寂しそうなきり丸の背中を見て、乱太郎としんべヱはどうにかしたいと思うもどうにもできずにもどかしい。もう一度「きり丸、やっぱりうちおいでよ」「うちでもいいよ〜!」と誘ったそのとき、土井先生がやってきて「一緒に帰れることになった。仕事が早めに片付いたんだ!」ときり丸に告げる。

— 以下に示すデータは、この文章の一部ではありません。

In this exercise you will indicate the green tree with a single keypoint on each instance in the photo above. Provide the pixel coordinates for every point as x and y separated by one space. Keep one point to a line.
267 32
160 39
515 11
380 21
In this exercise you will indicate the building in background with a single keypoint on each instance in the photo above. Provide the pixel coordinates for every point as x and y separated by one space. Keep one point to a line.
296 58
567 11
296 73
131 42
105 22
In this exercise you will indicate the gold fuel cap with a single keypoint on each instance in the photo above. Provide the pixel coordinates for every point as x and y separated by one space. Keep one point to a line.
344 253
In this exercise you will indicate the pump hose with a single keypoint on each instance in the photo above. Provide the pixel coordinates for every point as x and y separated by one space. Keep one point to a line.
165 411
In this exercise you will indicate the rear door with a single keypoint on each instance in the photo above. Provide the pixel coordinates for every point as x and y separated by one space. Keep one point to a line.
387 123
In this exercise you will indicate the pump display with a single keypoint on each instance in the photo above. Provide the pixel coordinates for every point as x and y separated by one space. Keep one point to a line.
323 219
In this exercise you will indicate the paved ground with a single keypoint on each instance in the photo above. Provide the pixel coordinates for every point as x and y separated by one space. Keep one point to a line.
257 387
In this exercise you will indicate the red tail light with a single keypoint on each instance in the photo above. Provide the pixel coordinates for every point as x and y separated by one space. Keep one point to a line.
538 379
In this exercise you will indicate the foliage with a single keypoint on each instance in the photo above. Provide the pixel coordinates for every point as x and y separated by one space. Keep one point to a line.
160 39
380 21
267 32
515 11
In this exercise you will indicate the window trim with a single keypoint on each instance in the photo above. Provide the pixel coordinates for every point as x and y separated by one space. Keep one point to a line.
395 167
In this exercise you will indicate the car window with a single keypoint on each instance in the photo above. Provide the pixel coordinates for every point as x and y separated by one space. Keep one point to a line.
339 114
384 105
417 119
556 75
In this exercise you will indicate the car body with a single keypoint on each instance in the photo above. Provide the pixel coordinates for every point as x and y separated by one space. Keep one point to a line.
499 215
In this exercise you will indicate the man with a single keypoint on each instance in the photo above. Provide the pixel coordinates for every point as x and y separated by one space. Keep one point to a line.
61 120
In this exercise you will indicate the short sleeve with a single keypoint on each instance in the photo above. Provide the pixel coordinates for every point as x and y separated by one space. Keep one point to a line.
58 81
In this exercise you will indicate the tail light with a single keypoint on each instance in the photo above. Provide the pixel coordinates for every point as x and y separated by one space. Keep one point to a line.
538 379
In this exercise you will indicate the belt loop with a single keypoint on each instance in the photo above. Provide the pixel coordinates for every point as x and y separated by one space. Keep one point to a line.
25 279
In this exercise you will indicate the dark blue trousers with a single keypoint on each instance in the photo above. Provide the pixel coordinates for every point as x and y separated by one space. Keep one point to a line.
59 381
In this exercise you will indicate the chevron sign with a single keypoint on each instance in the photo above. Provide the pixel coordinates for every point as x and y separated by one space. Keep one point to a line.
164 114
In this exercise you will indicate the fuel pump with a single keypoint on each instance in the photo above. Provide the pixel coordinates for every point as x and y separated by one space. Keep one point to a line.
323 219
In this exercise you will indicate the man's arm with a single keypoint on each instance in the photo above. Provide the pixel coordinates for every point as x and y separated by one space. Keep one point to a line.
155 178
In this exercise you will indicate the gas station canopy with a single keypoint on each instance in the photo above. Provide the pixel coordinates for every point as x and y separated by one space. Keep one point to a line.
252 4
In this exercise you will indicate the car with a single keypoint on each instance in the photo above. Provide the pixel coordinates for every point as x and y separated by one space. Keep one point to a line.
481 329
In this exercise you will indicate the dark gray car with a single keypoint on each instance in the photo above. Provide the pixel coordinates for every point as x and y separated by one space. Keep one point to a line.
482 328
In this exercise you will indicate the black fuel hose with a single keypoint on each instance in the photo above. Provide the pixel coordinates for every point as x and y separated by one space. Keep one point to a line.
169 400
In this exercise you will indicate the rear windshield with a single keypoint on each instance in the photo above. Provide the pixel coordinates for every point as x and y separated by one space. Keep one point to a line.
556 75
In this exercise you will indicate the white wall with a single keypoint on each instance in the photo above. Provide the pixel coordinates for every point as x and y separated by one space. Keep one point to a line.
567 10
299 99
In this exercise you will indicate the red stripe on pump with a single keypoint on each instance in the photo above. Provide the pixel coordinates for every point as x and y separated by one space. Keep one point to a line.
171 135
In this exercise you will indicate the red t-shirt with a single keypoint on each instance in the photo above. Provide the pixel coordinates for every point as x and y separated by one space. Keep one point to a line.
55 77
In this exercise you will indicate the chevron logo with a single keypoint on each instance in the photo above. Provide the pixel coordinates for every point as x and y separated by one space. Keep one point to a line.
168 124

その言葉にパーッと笑顔になったきり丸は「じゃあ、土井先生、帰りましょう!」と声を弾ませ、仲良く一緒に帰宅。その後、2人は楽しそうに鍋を囲んでいた。この回だけでも、きり丸が土井先生を家族のように慕い、土井先生もまたきり丸に日々家族のような大きな愛情を注いでいることが伝わってくる。
同時に、優しく思いやりがある乱太郎とおっとりのんびりした性格のしんべヱ、そして明るく元気なムードメーカー・きり丸、3人全員の性格も生い立ちも家庭環境も金銭感覚も違うが、それぞれが互いを認め、受け入れ合って、大切に思っていることが垣間見えた。
きり丸が、何よりも目がないお金。だが、それよりも土井先生との生活の方が大切で、乱太郎としんべヱもまたきり丸のことを大切な家族の一員だと思っている。何ともほっこりと温かい気持ちになる、彼らの絆がムギュッと詰まったエピソードだった。